Table 2 displays results of analyses evaluating group differences in cognitive functioning. All models controlled for age, gender, level of education, concurrent depression severity, and origin study. Cognitive performance was significantly lower among LLD + Anxiety compared to LLD-only demonstrating small to medium effects, on the following tests: BNT (t = −3.36, p = 0.001, ηp 2 = 0.050), JOLO (t = −2.65, p = 0.009, ηp 2 = 0.031), CWI (t = −2.19, p = 0.030, ηp 2 = 0.022), COWAT (t = −2.12, p = 0.034, ηp 2 = 0.022), Digit Span (t = −2.13, p = 0.034, ηp 2 = 0.021), and Animal Naming (t = −2.01, p = 0.045, ηp 2 = 0.018). As all findings align with a priori hypotheses that performance would be worse among LLD + Anxiety, findings are interpreted without multiple comparison correction to protect against overcorrection (i.e., type 2 error). Of note, BNT would remain as the sole significant finding following application of multiple comparison correction via Holm-Bonferroni. Additional analyses examining robustness of findings for models with non-normal residual distributions (TMTA, TMTB, BNT, and JOLO) did not change the results or interpretation of the regression.

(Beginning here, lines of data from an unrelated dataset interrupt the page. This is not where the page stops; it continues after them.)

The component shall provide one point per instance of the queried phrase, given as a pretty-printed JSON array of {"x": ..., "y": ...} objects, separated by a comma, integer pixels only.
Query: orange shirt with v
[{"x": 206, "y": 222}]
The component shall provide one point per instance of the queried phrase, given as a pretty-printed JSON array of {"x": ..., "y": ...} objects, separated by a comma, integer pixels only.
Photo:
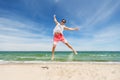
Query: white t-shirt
[{"x": 59, "y": 28}]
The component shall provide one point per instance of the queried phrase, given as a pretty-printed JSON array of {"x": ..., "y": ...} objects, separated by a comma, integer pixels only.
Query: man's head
[{"x": 63, "y": 21}]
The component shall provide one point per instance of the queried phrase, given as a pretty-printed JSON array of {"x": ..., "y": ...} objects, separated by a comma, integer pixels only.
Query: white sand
[{"x": 60, "y": 71}]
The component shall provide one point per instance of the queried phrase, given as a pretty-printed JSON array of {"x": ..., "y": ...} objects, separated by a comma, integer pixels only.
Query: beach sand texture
[{"x": 60, "y": 71}]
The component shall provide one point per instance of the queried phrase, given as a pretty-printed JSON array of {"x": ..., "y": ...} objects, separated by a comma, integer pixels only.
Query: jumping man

Table 2. Mean differences in cognitive functioning raw scores

Note: LLD = late-life depression; COWAT = Controlled Oral Word Association Test; RAVLT = Rey Auditory Verbal Learning Test; LOT = RAVLT Learning Over Trials; Missingness: Boston Naming Test, n = 6; COWAT, n = 15; Animal Naming, n = 5; RAVLT LOT, n = 5; AVLT Delay, n = 6; Judgement of Line Orientation, n = 4; Digit Span, n = 4; Digit Symbol Test, n = 5; Stroop Color Word Interference = 5; Trail Making Test A, n = 4; Trail Making Test B, n = 6. Adjusted means are presented as statistical comparisons controlled for age, gender, level of education, concurrent depression severity and origin study; raw scores were used for all measures of cognitive functioning with number correct as the primary outcome variable except for the Trail Making Test Parts A and B in which total completion time in seconds was the outcome; bolded p-values indicate statistically significant findings.

Discussion

To our knowledge, this is the first study to examine how anxiety comorbidity relates to cognitive functioning across a range of specific cognitive domains in a large outpatient sample of older adults diagnosed with major depression without dementia. We found that individuals with LLD and comorbid anxiety show significantly poorer performance on confrontation naming and visuospatial functioning compared to LLD with only minimal or mild symptoms of anxiety. We also found worse performance on verbal fluency, inhibition, and working memory in the LLD group with comorbid anxiety. Notably, our analyses controlled for depression symptom severity and therefore highlight associations between anxiety and cognition distinct from depression severity. Altogether, these findings suggest that anxiety comorbidity in LLD may be associated with distinct patterns of lower performance in confrontation naming and visuospatial functioning, in addition to exacerbation of lower performance that is typically seen in LLD on tests of executive functioning and processing speed. Each of these findings is discussed below.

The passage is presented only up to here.